¹Kosuke Kurosawa et al. (>10)
Journal of Geophysical Research (Planets)(in Press) Link to Article [https://doi.org/10.1029/2021JE007133]
¹Planetary Exploration Research Center, Chiba Institute of Technology, 2-17-1, Tsudanuma, Narashino, Chiba, 275-0016 Japan
Published by arrangement with John Wiley & Sons

Shock metamorphism of minerals in meteorites provides insights into the ancient Solar System. Calcite is an abundant aqueous alteration mineral in carbonaceous chondrites. Return samples from the asteroids Ryugu and Bennu are expected to contain calcite-group minerals. Although shock metamorphism in silicates has been well studied, such data for aqueous alteration minerals are limited.

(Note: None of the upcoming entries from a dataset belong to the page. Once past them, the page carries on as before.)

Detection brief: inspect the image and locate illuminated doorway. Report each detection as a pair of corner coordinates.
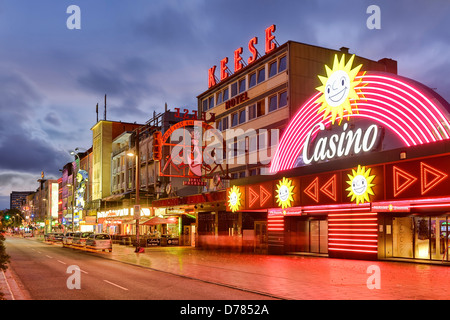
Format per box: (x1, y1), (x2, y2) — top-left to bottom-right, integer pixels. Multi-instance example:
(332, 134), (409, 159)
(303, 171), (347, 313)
(392, 216), (449, 261)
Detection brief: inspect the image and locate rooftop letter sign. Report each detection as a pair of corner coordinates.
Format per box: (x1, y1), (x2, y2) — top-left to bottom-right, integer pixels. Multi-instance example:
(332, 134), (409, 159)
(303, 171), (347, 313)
(208, 25), (277, 88)
(270, 54), (450, 173)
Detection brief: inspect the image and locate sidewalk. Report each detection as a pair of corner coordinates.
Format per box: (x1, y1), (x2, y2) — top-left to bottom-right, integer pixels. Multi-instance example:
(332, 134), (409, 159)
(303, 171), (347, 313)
(102, 243), (450, 300)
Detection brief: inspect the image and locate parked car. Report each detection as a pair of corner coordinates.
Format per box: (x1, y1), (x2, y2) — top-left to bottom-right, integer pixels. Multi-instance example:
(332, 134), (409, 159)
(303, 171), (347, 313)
(44, 232), (54, 241)
(53, 232), (64, 242)
(23, 231), (33, 237)
(86, 233), (113, 252)
(62, 232), (75, 247)
(72, 232), (93, 247)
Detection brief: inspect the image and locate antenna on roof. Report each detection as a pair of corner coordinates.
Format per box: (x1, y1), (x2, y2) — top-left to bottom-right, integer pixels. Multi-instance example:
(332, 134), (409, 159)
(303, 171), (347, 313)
(104, 94), (107, 120)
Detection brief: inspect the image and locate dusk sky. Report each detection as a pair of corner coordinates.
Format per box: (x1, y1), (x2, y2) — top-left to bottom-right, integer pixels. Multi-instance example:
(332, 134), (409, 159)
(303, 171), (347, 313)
(0, 0), (449, 209)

Here, we investigated the shock effects in calcite with marble using impact experiments at the Planetary Exploration Research Center of Chiba Institute of Technology. We produced decaying compressive pulses with a smaller projectile than the target. A metal container facilitates recovery of a sample that retains its pre-impact stratigraphy. We estimated the peak pressure distributions in the samples with the iSALE shock physics code. The capability of this method to produce shocked grains that have experienced different degrees of metamorphism from a single experiment is an advantage over conventional uniaxial shock recovery experiments. The shocked samples were investigated by polarizing microscopy and X-ray diffraction analysis. We found that more than half of calcite grains exhibit undulatory extinction when peak pressure exceeds 3 GPa. This shock pressure is one order of magnitude higher than the Hugoniot elastic limit (HEL) of marble, but it is close to the HEL of a calcite crystal, suggesting that the undulatory extinction records dislocation-induced plastic deformation in the crystal. Finally, we propose a strategy to re-construct the maximum depth of calcite grains in a meteorite parent body, if shocked calcite grains are identified in chondrites and/or return samples from Ryugu and Bennu.

¹Saverio Cambioni,²Katherine de Kleer,³Michael Shepard
Journal of Geophysical Research (Planets) (in Press) Open Access Link to Article [https://doi.org/10.1029/2021JE007091]
¹Department of Earth, Atmospheric & Planetary Sciences, Massachusetts Institute of Technology, Cambridge, MA, USA
²Division of Geological & Planetary Sciences, California Institute of Technology, Pasadena, CA, USA
³Department of Environmental, Geographical & Geological Sciences, Bloomsburg University, Bloomsburg, PA, USA
Published by arrangement with John Wiley & Sons

Main-belt asteroid (16) Psyche is the largest M-type asteroid, a class of object classically thought to be the metal cores of differentiated planetesimals and the parent bodies of the iron meteorites. de Kleer, Cambioni, and Shepard (2021) presented new data from the Atacama Large Millimiter Array (ALMA), from which they derived a global best-fit thermal inertia and dielectric constant for Psyche, proxies for regolith particle size, porosity, and/or metal content, and observed thermal anomalies that could not be explained by surface albedo variations only. Motivated by this, here we fit a model to the same ALMA dataset that allows dielectric constant and thermal inertia to vary across the surface. We find that Psyche has a heterogeneous surface in both dielectric constant and thermal inertia but, intriguingly, we do not observe a direct correlation between these two properties over the surface. We explain the heterogeneity in dielectric constant as being due to variations in the relative abundance of metal and silicates. Furthermore, we observe that the lowlands of a large depression in Psyche’s shape have distinctly lower thermal inertia than the surrounding highlands. We propose that the latter could be explained by a thin mantle of fine regolith, fractured bedrock, and/or implanted silicate-rich materials covering an otherwise metal-rich surface. All these scenarios are indicative of a collisionally evolved world.